THE Flanagan Collective and Belt Up Theatre director, writer, musician and performer Alexander Wright will do well to match his achievements of 2012 but he will give it a go – and will have a variety of opportunities to do so.

In October he began a year’s contract as associate artist at York Theatre Royal, continuing an association with the theatre that has incorporated shows with his two companies and his post as one of the assistant directors on the 2012 York Mystery Plays in the Museum Gardens.

“Yes. I had a lovely time last year,” he says. “We started the year on the road in Australia and lot’s happened since then and a lot’s moved on.

“It’s great that the success the Flanagan Collective has had with such shows as Beulah and the festivals we’ve done [the Edinburgh Fringe and the Little Festival of Everything at the Fauconberg Arms in his home village of Coxwold], which is testament to people wanting to get on with making things.

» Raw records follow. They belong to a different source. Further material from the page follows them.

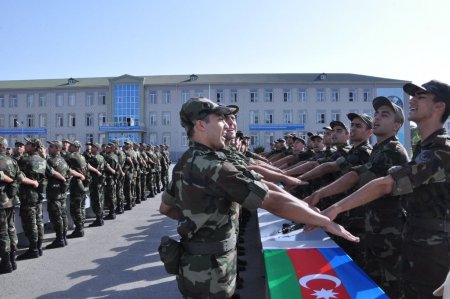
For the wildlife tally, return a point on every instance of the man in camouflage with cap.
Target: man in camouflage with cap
(424, 185)
(212, 190)
(8, 196)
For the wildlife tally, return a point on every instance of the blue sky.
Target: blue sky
(404, 39)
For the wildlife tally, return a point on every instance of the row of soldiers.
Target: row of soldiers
(115, 178)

“There’s such a wealth of talent that, if you give them an inch, they’ll take a mile. So it’s been wonderful to do exciting work with people willing to put their creative imagination into things.

“Likewise, I feel very honoured to have worked on the York Mystery Plays and now to be given the associate artist’s post at the Theatre Royal.”

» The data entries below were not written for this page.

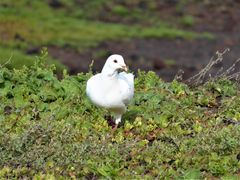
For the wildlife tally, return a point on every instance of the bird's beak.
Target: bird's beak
(125, 68)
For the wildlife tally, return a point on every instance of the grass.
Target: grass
(25, 24)
(49, 129)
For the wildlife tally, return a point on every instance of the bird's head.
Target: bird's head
(114, 63)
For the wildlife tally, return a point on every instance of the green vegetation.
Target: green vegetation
(49, 129)
(25, 24)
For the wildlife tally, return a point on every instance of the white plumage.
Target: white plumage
(111, 88)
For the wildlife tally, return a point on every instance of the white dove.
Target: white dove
(112, 89)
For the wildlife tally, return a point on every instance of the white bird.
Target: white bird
(112, 89)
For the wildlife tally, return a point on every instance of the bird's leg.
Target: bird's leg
(118, 118)
(117, 121)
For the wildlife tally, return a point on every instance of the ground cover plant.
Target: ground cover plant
(49, 128)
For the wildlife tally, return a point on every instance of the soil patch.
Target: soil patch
(165, 57)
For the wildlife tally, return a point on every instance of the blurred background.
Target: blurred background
(163, 36)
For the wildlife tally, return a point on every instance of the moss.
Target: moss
(49, 128)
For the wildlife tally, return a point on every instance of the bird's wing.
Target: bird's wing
(127, 84)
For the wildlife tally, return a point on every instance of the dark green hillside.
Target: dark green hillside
(26, 26)
(49, 129)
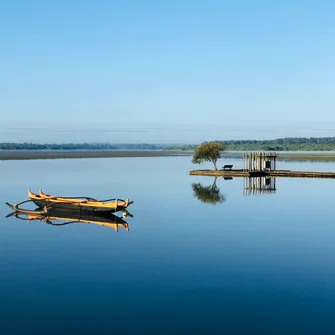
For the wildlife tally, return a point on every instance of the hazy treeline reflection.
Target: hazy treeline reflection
(208, 194)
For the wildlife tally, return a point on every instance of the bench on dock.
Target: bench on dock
(227, 167)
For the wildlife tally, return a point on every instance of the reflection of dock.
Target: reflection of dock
(259, 185)
(261, 165)
(277, 173)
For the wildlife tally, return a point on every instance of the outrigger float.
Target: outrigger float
(46, 203)
(63, 217)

Alexander’s 2012 concluded with his adaptation of Charles Dickens’s A Christmas Carol being performed by actor-musicians Ed Wren and John Holt Roberts as a dinner-theatre show in the Lamb And Lion Inn’s top parlour in High Petergate, York. A case of food for thought.

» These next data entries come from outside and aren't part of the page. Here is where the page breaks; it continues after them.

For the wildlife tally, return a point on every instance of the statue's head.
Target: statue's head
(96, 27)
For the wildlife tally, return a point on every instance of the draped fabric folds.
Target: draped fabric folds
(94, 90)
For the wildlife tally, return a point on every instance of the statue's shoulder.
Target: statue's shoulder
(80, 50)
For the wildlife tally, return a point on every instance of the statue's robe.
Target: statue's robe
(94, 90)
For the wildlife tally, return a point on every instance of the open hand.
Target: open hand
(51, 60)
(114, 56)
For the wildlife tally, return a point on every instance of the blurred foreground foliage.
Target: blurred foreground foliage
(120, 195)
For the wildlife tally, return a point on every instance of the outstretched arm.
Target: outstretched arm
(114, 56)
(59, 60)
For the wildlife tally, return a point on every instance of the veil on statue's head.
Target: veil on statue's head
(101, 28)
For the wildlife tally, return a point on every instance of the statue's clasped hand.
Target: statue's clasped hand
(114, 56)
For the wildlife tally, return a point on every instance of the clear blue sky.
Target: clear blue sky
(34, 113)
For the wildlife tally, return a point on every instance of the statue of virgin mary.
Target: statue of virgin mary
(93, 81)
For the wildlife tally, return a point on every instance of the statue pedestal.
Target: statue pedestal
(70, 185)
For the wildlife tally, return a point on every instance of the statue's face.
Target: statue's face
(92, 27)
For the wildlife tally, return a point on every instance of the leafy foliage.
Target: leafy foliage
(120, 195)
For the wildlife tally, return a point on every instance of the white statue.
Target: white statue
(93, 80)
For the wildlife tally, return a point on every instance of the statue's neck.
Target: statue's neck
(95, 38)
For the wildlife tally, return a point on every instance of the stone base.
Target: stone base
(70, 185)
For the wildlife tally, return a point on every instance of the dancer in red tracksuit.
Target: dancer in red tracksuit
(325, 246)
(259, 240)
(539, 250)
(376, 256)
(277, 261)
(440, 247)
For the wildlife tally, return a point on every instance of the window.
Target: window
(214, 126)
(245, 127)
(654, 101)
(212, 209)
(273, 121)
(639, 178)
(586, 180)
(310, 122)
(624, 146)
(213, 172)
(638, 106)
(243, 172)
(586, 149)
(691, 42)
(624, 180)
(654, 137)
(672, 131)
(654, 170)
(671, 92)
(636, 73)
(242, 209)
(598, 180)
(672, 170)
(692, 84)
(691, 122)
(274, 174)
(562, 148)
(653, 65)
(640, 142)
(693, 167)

Come 2013, and Wright’s works Beulah and Some Small Love Story are to be taken on a national spring tour by Manchester producers HartshornHook Productions and The Flanagan Collective, playing studios in York, Leeds, Hull, Berkshire, Manchester and Edinburgh and the Coxwold pub before a run at the Arts Theatre in London’s West End.

The boutique musical Some Small Love Story is a delicate tale of passionate love and searing heartbreak, told by a cast of four with music by Gavin Whitworth; the William Blake-inspired Beulah is a folk musical about time, dreams, reality and the very fabric of our world whose story straddles this world and the next.

Alexander is busy writing his latest piece, Babylon, a post-apocalyptic dystopian folk tale.

“It’s a relatively big idea that takes a natural leap forward in style from Beulah, staged by lots of people in lots of ways as a big, romping folk gig with bands, dancing, singing and storytelling,” he says.

“It’s about a world we have broken, set some time in the future – a story of kings and queens and what we should remember to hold near and dear; the things which are truly important to us.”

Meanwhile, his duties at the Theatre Royal will benefit others. “My role is setting up new projects, creating things here that aren’t happening at the moment – which is a great opportunity for me,” says Alexander.